When we arrive at the iconic Hotel Palmyra in Baalbek, old men in overcoats are warming themselves at the gas stove. The Hotel Palmyra is the oldest hotel in town. Even the German Kaiser Wilhelm II stayed here when he visited the Holy Land back in 1898. The charming grand lobby appears rather unchanged since then.
We have come to Baalbek using several minibuses from Beirut. It is already noon by the time we arrive and we are eager to explore the famous Baalbek we can already see opposite the hotel entrance. But first, we search the tiny village of Baalbek for some food – eventually ending up with an espresso and an Ülker chocolate bar at a kiosk. Another customer orders two hot teas, lengthily deliberating.
“Umm, no, no black tea, I think I would prefer the lemon verbena herb tea”
Which happens to be on the top shelf and quite difficult to reach for the elderly vendor …
Enormous Roman temples
Just behind the entrance to the Roman temples of Baalbek some flights of stairs lead to the main buildings – the huge Roman temple took up the site of ancient settlements, the remains of which were already rising several meters above the ground.
It takes us quite a while just to explore the propylaea and the courtyards – carved columns and niches everywhere.
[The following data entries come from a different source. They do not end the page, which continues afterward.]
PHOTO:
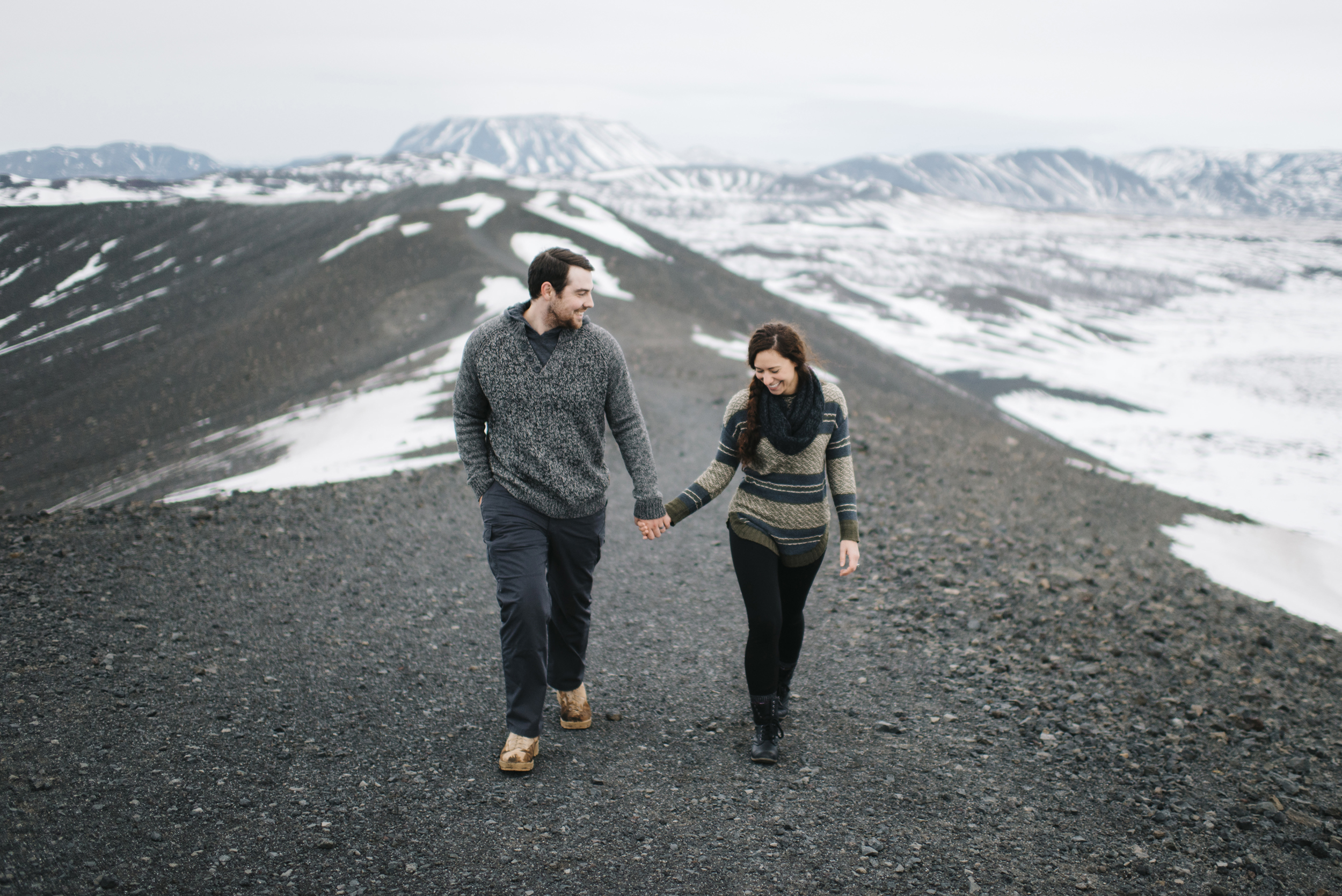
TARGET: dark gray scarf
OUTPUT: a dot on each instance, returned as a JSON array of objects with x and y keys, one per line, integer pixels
[{"x": 792, "y": 426}]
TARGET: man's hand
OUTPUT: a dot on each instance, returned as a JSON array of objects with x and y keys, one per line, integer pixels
[
  {"x": 653, "y": 528},
  {"x": 849, "y": 556}
]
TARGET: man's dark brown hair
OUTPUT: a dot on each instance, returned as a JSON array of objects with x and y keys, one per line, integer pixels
[{"x": 552, "y": 266}]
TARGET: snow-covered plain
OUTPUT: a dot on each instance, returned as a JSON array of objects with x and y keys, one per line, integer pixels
[{"x": 1199, "y": 354}]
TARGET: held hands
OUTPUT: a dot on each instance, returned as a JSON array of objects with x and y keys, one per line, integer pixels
[
  {"x": 849, "y": 556},
  {"x": 653, "y": 528}
]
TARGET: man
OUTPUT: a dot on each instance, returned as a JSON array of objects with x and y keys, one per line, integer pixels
[{"x": 536, "y": 389}]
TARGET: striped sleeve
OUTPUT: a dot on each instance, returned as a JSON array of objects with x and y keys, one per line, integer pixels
[
  {"x": 720, "y": 472},
  {"x": 843, "y": 485}
]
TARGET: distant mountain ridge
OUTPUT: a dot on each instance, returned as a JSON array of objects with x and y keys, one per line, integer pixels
[
  {"x": 111, "y": 160},
  {"x": 538, "y": 145},
  {"x": 592, "y": 156}
]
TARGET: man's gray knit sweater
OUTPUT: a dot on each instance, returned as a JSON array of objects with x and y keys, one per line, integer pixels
[{"x": 540, "y": 432}]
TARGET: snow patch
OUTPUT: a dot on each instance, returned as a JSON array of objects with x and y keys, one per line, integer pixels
[
  {"x": 375, "y": 227},
  {"x": 592, "y": 221},
  {"x": 92, "y": 268},
  {"x": 10, "y": 276},
  {"x": 395, "y": 421},
  {"x": 528, "y": 246},
  {"x": 84, "y": 322},
  {"x": 1298, "y": 573},
  {"x": 500, "y": 294},
  {"x": 482, "y": 207}
]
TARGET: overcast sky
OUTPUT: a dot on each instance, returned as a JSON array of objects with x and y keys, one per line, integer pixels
[{"x": 253, "y": 82}]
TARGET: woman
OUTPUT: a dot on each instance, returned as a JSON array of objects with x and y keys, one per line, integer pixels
[{"x": 791, "y": 431}]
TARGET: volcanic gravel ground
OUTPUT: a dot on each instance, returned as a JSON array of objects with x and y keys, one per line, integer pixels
[{"x": 1022, "y": 691}]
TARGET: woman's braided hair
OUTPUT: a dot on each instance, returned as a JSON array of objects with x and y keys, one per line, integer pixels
[{"x": 787, "y": 341}]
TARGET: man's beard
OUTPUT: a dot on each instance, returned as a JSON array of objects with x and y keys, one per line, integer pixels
[{"x": 573, "y": 321}]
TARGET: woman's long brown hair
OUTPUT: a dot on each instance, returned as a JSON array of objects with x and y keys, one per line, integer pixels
[{"x": 787, "y": 341}]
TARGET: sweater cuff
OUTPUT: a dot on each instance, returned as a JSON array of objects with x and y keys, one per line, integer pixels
[
  {"x": 677, "y": 510},
  {"x": 650, "y": 509}
]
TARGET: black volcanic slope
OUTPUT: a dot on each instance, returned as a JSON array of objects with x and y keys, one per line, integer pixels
[
  {"x": 235, "y": 318},
  {"x": 298, "y": 691}
]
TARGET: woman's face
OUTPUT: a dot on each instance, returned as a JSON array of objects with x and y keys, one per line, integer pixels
[{"x": 777, "y": 373}]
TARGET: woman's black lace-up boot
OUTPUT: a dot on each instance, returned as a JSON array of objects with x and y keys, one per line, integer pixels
[
  {"x": 768, "y": 729},
  {"x": 785, "y": 688}
]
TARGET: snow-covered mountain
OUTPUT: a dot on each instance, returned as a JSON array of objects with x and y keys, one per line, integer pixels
[
  {"x": 537, "y": 144},
  {"x": 1046, "y": 179},
  {"x": 111, "y": 160},
  {"x": 584, "y": 154}
]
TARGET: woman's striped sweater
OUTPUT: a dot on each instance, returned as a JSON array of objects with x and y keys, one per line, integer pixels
[{"x": 782, "y": 501}]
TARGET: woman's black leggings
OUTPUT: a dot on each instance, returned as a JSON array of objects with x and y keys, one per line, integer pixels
[{"x": 775, "y": 598}]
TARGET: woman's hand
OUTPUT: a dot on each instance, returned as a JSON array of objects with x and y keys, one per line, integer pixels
[
  {"x": 653, "y": 528},
  {"x": 849, "y": 557}
]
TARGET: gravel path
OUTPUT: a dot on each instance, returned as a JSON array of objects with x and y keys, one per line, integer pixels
[{"x": 1022, "y": 693}]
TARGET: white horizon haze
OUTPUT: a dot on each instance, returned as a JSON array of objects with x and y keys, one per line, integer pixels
[{"x": 790, "y": 82}]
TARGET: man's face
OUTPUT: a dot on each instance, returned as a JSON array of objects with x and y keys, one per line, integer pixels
[{"x": 568, "y": 308}]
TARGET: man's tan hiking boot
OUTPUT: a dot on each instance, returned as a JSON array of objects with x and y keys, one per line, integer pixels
[
  {"x": 519, "y": 754},
  {"x": 575, "y": 711}
]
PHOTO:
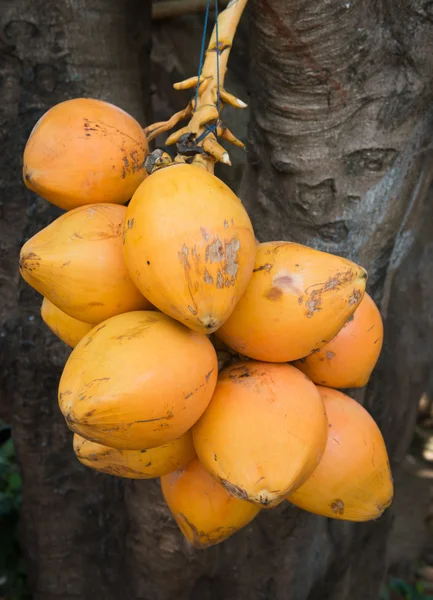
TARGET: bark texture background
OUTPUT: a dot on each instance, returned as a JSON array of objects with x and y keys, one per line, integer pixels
[{"x": 338, "y": 157}]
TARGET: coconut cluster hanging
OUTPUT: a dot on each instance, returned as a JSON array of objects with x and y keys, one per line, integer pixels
[{"x": 199, "y": 355}]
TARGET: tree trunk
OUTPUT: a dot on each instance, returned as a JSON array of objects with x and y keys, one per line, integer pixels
[
  {"x": 339, "y": 159},
  {"x": 73, "y": 523}
]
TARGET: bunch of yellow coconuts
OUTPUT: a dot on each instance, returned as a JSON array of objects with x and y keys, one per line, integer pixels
[{"x": 200, "y": 356}]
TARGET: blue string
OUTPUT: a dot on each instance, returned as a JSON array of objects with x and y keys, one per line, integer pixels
[
  {"x": 218, "y": 57},
  {"x": 209, "y": 128},
  {"x": 202, "y": 51}
]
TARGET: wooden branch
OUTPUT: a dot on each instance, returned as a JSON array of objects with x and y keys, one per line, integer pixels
[{"x": 176, "y": 8}]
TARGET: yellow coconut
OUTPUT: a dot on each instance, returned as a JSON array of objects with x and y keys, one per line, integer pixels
[
  {"x": 264, "y": 431},
  {"x": 137, "y": 381},
  {"x": 348, "y": 359},
  {"x": 298, "y": 299},
  {"x": 77, "y": 263},
  {"x": 189, "y": 245},
  {"x": 136, "y": 464},
  {"x": 84, "y": 151},
  {"x": 205, "y": 512},
  {"x": 353, "y": 481},
  {"x": 68, "y": 329}
]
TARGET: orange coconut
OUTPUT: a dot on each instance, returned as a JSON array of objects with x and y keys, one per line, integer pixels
[
  {"x": 297, "y": 300},
  {"x": 353, "y": 481},
  {"x": 137, "y": 381},
  {"x": 264, "y": 431},
  {"x": 189, "y": 245},
  {"x": 205, "y": 512},
  {"x": 77, "y": 263},
  {"x": 136, "y": 464},
  {"x": 68, "y": 329},
  {"x": 84, "y": 151},
  {"x": 349, "y": 359}
]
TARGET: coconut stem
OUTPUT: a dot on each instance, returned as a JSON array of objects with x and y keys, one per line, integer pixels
[{"x": 207, "y": 150}]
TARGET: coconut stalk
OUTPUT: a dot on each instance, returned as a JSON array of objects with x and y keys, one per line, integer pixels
[{"x": 204, "y": 110}]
The main courtyard alone, with remains of huge altars and wash basins, is about the size of a football field.
Finally, a further flight of stairs goes up to the main temple of Jupiter Optimus Maximus Heliopolitanus, where some impressive 20 m high columns are still standing. The temple walls were so strong and stood so high above the valley that later Islamic dynasties used the temple as a fortress, adding moats and further fortifications.
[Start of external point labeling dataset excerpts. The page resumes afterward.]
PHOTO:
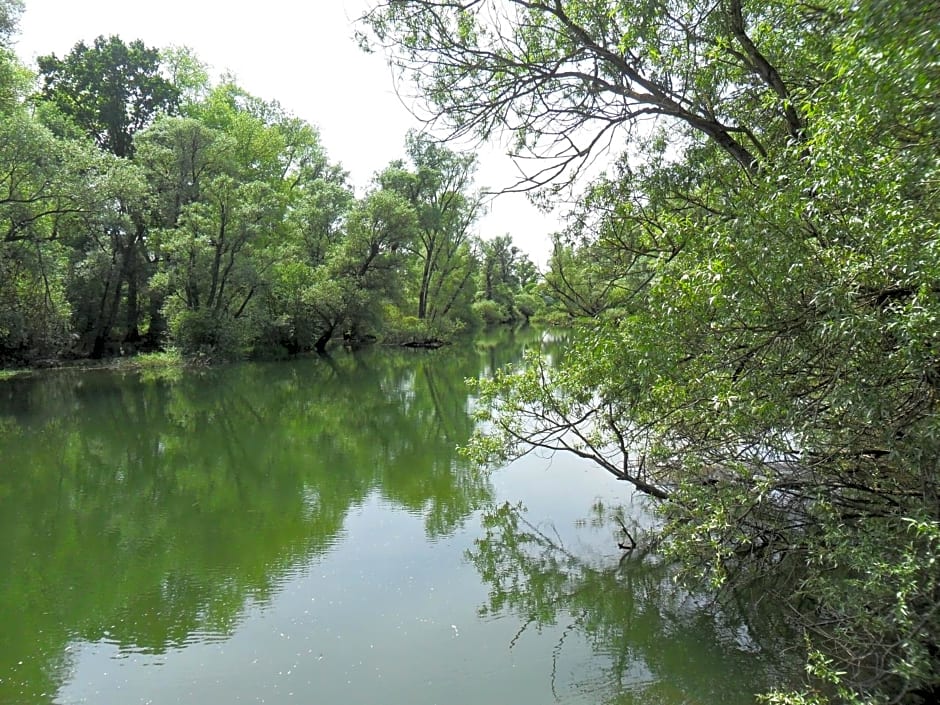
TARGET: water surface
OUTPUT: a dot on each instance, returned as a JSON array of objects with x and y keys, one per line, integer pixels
[{"x": 305, "y": 532}]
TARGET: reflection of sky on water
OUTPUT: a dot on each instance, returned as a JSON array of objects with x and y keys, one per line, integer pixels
[{"x": 386, "y": 616}]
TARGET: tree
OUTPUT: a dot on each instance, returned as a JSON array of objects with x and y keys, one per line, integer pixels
[
  {"x": 439, "y": 190},
  {"x": 505, "y": 271},
  {"x": 111, "y": 90},
  {"x": 565, "y": 78},
  {"x": 769, "y": 372}
]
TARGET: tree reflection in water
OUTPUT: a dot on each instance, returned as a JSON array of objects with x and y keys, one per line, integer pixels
[{"x": 659, "y": 642}]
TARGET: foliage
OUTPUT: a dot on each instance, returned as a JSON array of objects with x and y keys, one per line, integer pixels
[
  {"x": 111, "y": 90},
  {"x": 756, "y": 286}
]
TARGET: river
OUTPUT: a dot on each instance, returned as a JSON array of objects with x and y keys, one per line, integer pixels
[{"x": 305, "y": 531}]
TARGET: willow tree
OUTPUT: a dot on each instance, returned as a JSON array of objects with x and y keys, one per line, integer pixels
[
  {"x": 438, "y": 184},
  {"x": 770, "y": 377}
]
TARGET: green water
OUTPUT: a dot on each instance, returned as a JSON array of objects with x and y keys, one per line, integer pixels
[{"x": 305, "y": 532}]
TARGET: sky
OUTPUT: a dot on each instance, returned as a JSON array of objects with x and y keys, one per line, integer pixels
[{"x": 302, "y": 54}]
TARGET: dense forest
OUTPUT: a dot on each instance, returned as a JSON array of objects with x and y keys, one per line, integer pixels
[
  {"x": 755, "y": 281},
  {"x": 753, "y": 284},
  {"x": 144, "y": 206}
]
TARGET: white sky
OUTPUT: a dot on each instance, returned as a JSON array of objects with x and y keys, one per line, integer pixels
[{"x": 300, "y": 53}]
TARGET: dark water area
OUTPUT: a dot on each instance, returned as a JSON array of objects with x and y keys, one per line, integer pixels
[{"x": 305, "y": 531}]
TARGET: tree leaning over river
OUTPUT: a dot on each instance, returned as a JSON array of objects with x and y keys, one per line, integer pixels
[{"x": 767, "y": 368}]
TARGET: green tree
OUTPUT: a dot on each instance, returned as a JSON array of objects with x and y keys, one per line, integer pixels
[
  {"x": 439, "y": 189},
  {"x": 505, "y": 274},
  {"x": 769, "y": 371},
  {"x": 111, "y": 90}
]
Wilhelm II and the Baalbek temples
Next to the Jupiter temple we explore another, even better preserved temple. The walls of the cella are surrounded by enormous columns. Inside this so-called Temple of Bacchus, there’s a memorial plaque which Sultan Abdul-Hamid II had made to commemorate the German emperor’s visit to the Baalbek temples. Wilhelm II was so impressed by the ruins that he contributed large amounts of money and manpower to their excavation.
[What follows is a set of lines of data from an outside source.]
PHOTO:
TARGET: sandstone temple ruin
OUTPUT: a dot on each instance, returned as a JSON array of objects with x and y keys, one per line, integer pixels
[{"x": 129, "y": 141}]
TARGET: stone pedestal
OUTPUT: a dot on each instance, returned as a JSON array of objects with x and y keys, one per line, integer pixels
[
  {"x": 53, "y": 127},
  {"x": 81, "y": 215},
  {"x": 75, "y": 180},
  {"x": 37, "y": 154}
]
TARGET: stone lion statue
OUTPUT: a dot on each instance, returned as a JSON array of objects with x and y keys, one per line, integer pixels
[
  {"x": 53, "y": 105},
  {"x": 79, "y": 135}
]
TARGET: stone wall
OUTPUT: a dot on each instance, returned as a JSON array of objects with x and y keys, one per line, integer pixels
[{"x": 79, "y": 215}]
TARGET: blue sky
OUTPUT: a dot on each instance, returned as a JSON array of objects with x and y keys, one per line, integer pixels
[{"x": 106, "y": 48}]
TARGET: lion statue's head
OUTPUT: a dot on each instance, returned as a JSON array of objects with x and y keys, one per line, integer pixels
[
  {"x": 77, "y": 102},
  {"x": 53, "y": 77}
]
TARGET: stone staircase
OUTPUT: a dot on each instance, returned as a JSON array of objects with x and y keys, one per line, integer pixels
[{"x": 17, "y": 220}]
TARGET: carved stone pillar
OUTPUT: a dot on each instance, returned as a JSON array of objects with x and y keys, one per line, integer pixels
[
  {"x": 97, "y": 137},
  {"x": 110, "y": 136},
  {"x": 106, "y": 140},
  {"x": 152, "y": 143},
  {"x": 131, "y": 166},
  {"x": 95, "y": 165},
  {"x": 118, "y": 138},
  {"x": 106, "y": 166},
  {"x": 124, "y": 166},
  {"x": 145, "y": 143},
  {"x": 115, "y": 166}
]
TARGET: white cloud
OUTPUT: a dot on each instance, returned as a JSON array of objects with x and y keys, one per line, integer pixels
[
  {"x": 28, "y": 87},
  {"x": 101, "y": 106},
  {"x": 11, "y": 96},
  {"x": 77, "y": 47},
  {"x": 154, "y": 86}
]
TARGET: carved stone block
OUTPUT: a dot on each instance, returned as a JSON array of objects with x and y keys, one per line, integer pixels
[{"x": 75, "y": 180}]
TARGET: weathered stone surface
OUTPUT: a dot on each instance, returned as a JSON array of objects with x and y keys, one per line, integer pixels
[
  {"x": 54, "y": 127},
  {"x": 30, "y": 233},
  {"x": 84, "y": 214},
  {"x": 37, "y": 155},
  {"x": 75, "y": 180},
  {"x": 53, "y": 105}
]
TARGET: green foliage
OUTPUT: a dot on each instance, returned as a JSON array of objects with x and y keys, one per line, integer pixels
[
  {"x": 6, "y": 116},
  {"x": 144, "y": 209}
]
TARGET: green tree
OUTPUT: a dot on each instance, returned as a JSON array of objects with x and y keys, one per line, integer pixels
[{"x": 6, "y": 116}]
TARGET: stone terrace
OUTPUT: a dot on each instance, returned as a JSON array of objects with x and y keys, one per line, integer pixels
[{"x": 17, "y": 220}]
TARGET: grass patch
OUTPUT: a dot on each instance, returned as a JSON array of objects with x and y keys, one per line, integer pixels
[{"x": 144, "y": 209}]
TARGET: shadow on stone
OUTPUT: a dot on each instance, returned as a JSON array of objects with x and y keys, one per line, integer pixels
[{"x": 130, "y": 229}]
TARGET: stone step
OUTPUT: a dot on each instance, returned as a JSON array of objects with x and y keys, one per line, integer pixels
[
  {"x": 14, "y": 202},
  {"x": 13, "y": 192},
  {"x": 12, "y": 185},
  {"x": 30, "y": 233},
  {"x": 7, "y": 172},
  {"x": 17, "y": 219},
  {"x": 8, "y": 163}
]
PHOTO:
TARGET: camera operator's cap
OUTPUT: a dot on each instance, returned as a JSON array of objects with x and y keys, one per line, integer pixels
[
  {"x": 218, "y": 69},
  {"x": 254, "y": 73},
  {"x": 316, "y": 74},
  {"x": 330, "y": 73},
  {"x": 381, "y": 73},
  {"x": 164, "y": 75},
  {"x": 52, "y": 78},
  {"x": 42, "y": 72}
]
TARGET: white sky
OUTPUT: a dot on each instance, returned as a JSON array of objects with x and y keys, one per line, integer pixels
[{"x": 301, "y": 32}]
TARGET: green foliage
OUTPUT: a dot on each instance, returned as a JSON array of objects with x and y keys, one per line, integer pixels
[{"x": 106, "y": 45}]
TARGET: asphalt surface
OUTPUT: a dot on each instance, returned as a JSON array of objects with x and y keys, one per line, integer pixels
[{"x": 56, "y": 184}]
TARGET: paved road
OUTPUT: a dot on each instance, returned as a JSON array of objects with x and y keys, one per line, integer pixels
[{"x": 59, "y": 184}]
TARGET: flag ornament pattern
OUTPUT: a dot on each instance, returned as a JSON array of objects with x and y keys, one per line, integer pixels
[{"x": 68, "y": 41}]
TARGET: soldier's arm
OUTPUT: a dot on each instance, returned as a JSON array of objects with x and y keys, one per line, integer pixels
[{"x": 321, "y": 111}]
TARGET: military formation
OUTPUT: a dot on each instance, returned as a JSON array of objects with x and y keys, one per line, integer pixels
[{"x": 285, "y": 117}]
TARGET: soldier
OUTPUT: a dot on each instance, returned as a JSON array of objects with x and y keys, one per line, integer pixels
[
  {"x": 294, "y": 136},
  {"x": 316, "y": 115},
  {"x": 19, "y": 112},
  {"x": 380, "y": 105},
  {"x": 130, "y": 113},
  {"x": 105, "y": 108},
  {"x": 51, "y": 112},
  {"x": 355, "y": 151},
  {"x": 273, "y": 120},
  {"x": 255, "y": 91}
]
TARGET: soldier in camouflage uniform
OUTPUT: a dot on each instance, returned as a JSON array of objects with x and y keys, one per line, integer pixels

To this day, German archaeologists are active on the various Roman temples in Baalbek. They also set up a very informative museum in the basement rooms of the Jupiter Temple, displaying more finds, old photographs and a lot of background information.
By the time we are back in the Palmyra hotel, the event that all those old men (and very few women) had been attending has ended. Most are still in the hotel lobby discussing important issues – it seems. So, what was it about? “Oh, how do you say that in English,” a greying gentleman ponders. “You know, about our uprising!”
How to get to the Roman temples in Baalbek on public transport from Beirut
From our hotel in Hamra (Beirut) we took a public bus (1000 LBP) to the Kola bus station. Next, we went by minibus to Chtoura where we changed into another minibus to the Roman temples in Baalbek. From Kola the journey took about two hours and cost 10,000 LBP per person (around 6 €).
Accommodation in Baalbek
If you have an early start you can easily visit the Roman ruins of Baalbek as a day trip from Beirut even on public transport. We totally enjoyed our one-night stay at the famous Palmyra Hotel in Baalbek. There was no hot water and a somewhat unreliable heating and electricity system, though. Nevertheless, staying there we could visit other sights in the region the next day.
Note: We were not sponsored in any way or received money or other benefits for and during our trip to Lebanon. All expenses were fully paid by ourselves.